Les deux premiers projets de loi relatifs à l'application de la réforme constitutionnelle ne sont qu'une basse manœuvre d'opportunisme politique au service du Gouvernement. Débattus avec beaucoup de discrétion et de hâte, ils doivent être efficients dès le prochain remaniement ministériel, qui s'annonce, il faut le dire, de plus en plus proche.
Le projet de loi organique que nous examinons vise à permettre aux ministres, en cas de démission, de retrouver leur siège de parlementaire sans se soumettre à nouveau au suffrage universel, comme c'était le cas depuis 1958 !
L'hypothèse d'un remaniement du Gouvernement dès janvier prochain explique sans aucun doute le dépôt en urgence de cette loi organique. Elle pourrait en effet profiter aux vingt-six ministres, dont le premier d’entre eux, détenteurs d’un mandat d’élu national.

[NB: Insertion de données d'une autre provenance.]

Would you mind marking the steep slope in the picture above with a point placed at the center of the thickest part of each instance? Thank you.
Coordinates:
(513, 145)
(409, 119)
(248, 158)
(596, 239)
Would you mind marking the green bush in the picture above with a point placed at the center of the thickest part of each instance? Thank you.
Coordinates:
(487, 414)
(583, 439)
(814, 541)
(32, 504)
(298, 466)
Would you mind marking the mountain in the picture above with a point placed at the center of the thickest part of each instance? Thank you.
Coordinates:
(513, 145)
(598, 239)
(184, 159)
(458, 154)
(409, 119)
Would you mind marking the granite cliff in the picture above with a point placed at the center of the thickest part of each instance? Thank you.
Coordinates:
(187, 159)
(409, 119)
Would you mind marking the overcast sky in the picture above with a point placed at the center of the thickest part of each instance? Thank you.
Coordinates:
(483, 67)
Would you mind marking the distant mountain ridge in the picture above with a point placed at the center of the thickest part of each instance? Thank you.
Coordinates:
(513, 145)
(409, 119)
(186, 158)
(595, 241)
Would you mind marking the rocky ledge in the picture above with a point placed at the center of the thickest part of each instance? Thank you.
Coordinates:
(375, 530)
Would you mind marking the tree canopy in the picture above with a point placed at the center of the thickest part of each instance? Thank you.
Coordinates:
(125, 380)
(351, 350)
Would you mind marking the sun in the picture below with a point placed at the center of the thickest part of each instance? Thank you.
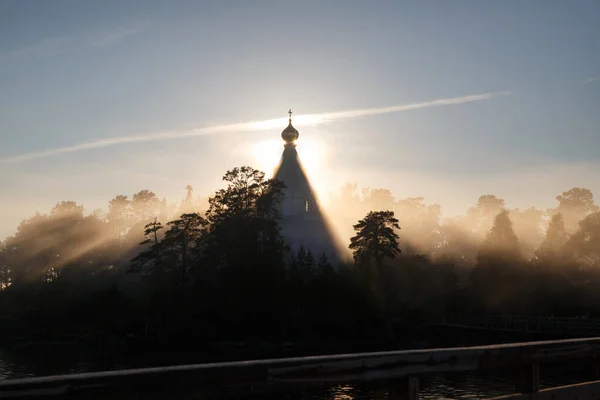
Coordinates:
(267, 153)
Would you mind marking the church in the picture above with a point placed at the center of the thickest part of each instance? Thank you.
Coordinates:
(302, 223)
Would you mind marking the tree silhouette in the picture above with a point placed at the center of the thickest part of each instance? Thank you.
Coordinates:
(375, 238)
(149, 260)
(584, 245)
(551, 249)
(574, 205)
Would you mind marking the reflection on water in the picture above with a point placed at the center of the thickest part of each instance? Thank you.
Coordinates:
(435, 387)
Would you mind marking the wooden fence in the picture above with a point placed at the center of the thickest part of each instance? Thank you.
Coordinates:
(579, 327)
(399, 370)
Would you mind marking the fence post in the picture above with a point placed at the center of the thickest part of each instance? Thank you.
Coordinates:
(405, 389)
(528, 380)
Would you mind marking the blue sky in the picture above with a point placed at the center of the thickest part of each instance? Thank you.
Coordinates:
(73, 72)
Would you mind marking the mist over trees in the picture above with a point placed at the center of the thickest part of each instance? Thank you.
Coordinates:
(215, 269)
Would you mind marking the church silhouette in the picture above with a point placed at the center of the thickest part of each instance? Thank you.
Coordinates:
(303, 223)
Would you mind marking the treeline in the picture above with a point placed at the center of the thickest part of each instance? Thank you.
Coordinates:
(219, 269)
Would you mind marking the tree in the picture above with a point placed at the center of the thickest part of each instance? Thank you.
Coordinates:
(184, 242)
(551, 248)
(575, 204)
(375, 238)
(584, 245)
(244, 221)
(149, 260)
(303, 267)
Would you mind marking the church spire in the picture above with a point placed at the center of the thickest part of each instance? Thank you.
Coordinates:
(290, 134)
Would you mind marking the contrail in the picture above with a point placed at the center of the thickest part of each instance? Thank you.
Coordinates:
(300, 120)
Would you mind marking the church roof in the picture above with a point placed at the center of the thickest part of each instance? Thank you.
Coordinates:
(290, 134)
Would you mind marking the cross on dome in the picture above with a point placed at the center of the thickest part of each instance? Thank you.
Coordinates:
(290, 134)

Prouesse remarquable que cette construction juridique : non seulement prévue pour les députés ou les sénateurs qui deviendront ministres après le vote de la loi organique – ce que proposait le « comité Balladur » – cette disposition serait immédiatement applicable puisque cette loi bénéficierait d'un effet rétroactif ! La rétroactivité n’est habituellement pas tolérée car considérée comme anticonstitutionnelle, sauf exceptions de la plus haute importance... C’est sans doute le cas !

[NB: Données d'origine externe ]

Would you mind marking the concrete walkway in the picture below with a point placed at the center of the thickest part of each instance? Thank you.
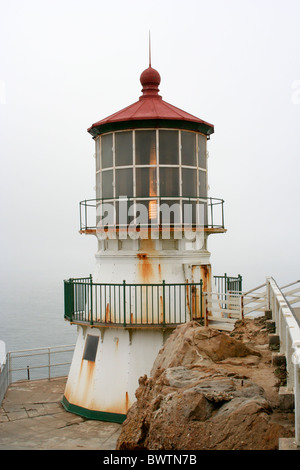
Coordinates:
(32, 417)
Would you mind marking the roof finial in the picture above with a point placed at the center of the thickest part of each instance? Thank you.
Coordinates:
(149, 49)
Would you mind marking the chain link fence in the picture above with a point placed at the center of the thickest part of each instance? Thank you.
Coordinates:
(34, 364)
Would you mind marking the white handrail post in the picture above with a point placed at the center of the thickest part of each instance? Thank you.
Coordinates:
(297, 397)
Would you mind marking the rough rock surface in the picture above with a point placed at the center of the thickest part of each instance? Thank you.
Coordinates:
(209, 390)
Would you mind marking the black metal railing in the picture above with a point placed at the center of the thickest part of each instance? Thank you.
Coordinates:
(132, 304)
(162, 212)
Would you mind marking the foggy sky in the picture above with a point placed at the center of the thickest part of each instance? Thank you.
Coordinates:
(67, 64)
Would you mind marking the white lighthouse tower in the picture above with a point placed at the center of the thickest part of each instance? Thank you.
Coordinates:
(151, 217)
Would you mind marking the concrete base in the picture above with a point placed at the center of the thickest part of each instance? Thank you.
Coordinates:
(271, 326)
(278, 359)
(268, 314)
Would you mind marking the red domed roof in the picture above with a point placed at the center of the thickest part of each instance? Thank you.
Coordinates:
(149, 107)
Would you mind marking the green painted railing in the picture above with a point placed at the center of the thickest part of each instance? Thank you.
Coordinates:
(226, 283)
(132, 304)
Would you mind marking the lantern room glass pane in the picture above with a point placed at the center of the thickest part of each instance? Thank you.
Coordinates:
(107, 184)
(168, 148)
(106, 151)
(146, 182)
(145, 148)
(123, 143)
(189, 182)
(98, 154)
(169, 181)
(124, 182)
(188, 148)
(98, 184)
(202, 184)
(201, 151)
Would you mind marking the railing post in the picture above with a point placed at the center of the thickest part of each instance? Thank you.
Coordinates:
(164, 303)
(201, 300)
(124, 302)
(240, 281)
(49, 364)
(91, 299)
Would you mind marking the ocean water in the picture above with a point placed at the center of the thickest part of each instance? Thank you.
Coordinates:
(32, 313)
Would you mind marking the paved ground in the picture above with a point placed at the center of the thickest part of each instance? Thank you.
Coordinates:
(32, 417)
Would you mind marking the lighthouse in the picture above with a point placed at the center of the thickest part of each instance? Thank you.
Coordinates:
(151, 217)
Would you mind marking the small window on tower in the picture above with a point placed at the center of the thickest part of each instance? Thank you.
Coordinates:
(123, 148)
(201, 151)
(188, 148)
(106, 151)
(168, 148)
(145, 148)
(91, 346)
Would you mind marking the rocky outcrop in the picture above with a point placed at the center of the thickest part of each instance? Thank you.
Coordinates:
(209, 390)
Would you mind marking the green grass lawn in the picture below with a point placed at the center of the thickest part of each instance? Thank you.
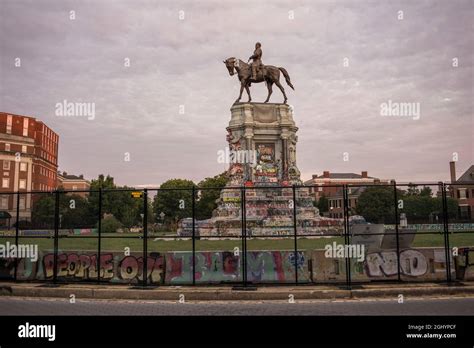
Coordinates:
(160, 245)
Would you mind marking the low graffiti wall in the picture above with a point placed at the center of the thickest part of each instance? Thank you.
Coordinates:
(162, 268)
(422, 264)
(174, 268)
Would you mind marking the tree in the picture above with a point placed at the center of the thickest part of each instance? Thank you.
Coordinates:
(376, 204)
(110, 225)
(174, 200)
(119, 203)
(206, 203)
(426, 191)
(43, 210)
(76, 212)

Mais quid des suppléants alors ? Seront-ils considérés comme des « sous-élus », des « faire-valoir » ? Ces parlementaires sont arrivés sous le régime d'une règle qui sera changée en cours de législature. Ils n'auront guère leur mot à dire si le ministre sortant désire regagner son siège.

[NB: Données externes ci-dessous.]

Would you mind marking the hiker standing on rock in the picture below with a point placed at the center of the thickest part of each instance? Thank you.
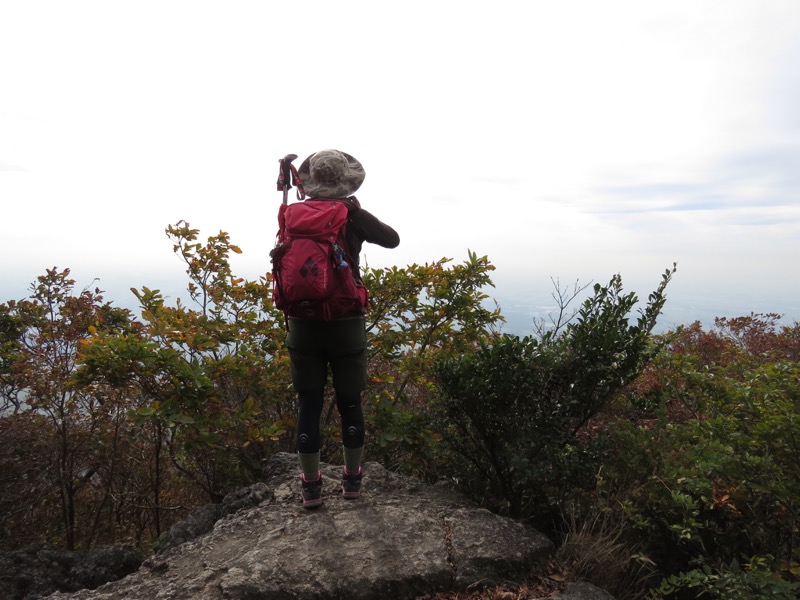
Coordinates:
(317, 283)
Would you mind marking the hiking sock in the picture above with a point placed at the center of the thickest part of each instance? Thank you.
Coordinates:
(352, 459)
(309, 463)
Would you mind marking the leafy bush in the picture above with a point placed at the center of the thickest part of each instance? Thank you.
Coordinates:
(512, 411)
(709, 473)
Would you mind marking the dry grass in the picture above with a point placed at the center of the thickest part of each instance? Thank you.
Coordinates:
(596, 549)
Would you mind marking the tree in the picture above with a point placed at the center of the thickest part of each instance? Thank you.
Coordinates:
(72, 426)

Comment, et au nom de quel principe constitutionnel et démocratique, peut-on légitimer cette disposition ? La question reste sans réponse... En réalité, le Gouvernement se sert de la loi pour régler ses petites affaires personnelles au sein de sa propre famille politique, car le Président de la République veut éviter la fronde au sein de son parti et parmi des députés de la majorité. Ces derniers l'ont bien compris, et certains n'hésitent pas à le dire publiquement. Ainsi, selon votre collègue député UMP Jacques Myard, ce retour quasi automatique des ministres au Parlement consiste à « mettre les députés dans la main du Président de la République ». Un autre de vos confrères député, Jean-Pierre Grand, n'hésite pas à décrire cette réforme comme « la porte ouverte à l'instabilité gouvernementale en période de difficultés ». À ses yeux, « ce sera fatalement ressenti par l'opinion publique comme la mise en place par notre assemblée d'un « parachute politique doré » ».